Chi beneficia di una misura di sostegno al reddito potrà svolgere un’attività volontaria di utilità sociale in favore della propria comunità di appartenenza, nell’ambito di progetti realizzati congiuntamente da organizzazioni di terzo settore e da comuni o enti locali.

Gli oneri della relativa copertura assicurativa, attivata dall’Inail, saranno sostenuti da un apposito Fondo, di durata biennale, istituito presso il Ministero del lavoro e delle politiche sociali.

Lo prevede un decreto ministeriale, firmato dal Ministro Poletti ed inviato agli organi di controllo per la registrazione, che disciplina le modalità di attuazione della misura sperimentale introdotta dall’articolo 12 del decreto-legge 90 del 2014.


Come funziona

Il decreto prevede che i soggetti beneficiari di misure di sostegno al reddito possano essere invitati a rendersi disponibili, in forma volontaria, per essere coinvolti in attività di volontariato a fini di utilità sociale in favore della propria comunità, nell’ambito di progetti di volontariato realizzati congiuntamente da organizzazioni di terzo settore e da comuni o enti locali.
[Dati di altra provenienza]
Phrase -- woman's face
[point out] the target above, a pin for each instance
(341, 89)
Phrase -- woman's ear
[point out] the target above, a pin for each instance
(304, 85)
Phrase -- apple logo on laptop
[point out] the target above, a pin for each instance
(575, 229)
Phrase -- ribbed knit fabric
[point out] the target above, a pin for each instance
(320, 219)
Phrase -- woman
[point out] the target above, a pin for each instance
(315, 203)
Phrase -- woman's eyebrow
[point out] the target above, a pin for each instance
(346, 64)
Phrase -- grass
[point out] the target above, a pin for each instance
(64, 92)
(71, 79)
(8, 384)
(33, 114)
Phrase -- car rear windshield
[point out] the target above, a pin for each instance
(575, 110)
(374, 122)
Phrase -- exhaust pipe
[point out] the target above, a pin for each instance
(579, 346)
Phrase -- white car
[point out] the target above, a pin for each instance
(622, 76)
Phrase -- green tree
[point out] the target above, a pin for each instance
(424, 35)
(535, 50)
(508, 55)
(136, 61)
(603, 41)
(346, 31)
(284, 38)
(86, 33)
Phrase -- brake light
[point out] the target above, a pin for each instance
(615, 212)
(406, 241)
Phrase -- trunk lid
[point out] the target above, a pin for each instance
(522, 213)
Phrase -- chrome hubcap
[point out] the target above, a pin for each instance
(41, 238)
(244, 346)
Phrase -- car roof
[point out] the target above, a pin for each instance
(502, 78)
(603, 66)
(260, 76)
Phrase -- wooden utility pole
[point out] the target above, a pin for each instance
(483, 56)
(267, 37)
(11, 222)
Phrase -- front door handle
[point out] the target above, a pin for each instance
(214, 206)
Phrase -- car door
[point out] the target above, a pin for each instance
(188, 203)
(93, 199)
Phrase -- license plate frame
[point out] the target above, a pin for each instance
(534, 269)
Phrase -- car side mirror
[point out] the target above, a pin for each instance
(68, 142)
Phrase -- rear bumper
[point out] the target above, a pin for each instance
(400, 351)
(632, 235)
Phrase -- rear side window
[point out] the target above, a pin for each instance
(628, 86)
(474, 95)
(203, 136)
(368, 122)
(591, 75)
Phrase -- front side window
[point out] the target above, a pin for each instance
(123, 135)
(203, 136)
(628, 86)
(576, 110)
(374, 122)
Al fine di dare concreto avvio a questa iniziativa e poter assicurare la verifica dei risultati attesi, i comuni, gli enti locali e le organizzazioni di terzo settore sono invitate a fornire ai cittadini ogni utile informazione sulle caratteristiche e le finalità della misura sperimentale.

Una volta acquisita la disponibilità del soggetto e verificato il possesso dei requisiti, l’organizzazione di terzo settore potrà richiedere all’Inail l’attivazione della copertura assicurativa a valere sulle risorse dell’apposito Fondo nazionale istituito presso il Ministero del lavoro e delle politiche sociali.

Il decreto prevede anche la sottoscrizione di un protocollo d’intesa tra Ministero del lavoro e delle politiche sociali, ANCI e Forum del terzo settore, coinvolti già nelle fasi di predisposizione del provvedimento, per individuare e promuovere modalità di diffusione, attuazione e valorizzazione della misura sperimentale introdotta dal Governo sull’intero territorio nazionale.


Chi può prestare attività volontaria in favore della propria comunità

Il decreto individua le modalità di utilizzo del Fondo istituito presso il Ministero del lavoro e delle politiche sociali, stabilendo anche i requisiti soggettivi per poter beneficiare della copertura assicurativa attivata dall’Inail.

In concreto, può accedere alla misura sperimentale chi beneficia di una delle seguenti prestazioni di sostegno al reddito:

a) cassa integrazione guadagni ordinaria e straordinaria, anche in deroga alla vigente normativa;
b) integrazione salariale e contributo a seguito di stipula di contratti di solidarietà;
c) indennità di mobilità, anche in deroga alla vigente normativa, Aspi e mini-Aspi;
d) prestazioni, legate alla cessazione del rapporto di lavoro o alla sospensione o riduzione dell’attività lavorativa, anche a carico dei Fondi di solidarietà;
e) altre prestazioni di natura assistenziale finalizzate a rimuovere e superare condizioni di bisogno e di difficoltà della persona, erogate a livello nazionale e locale.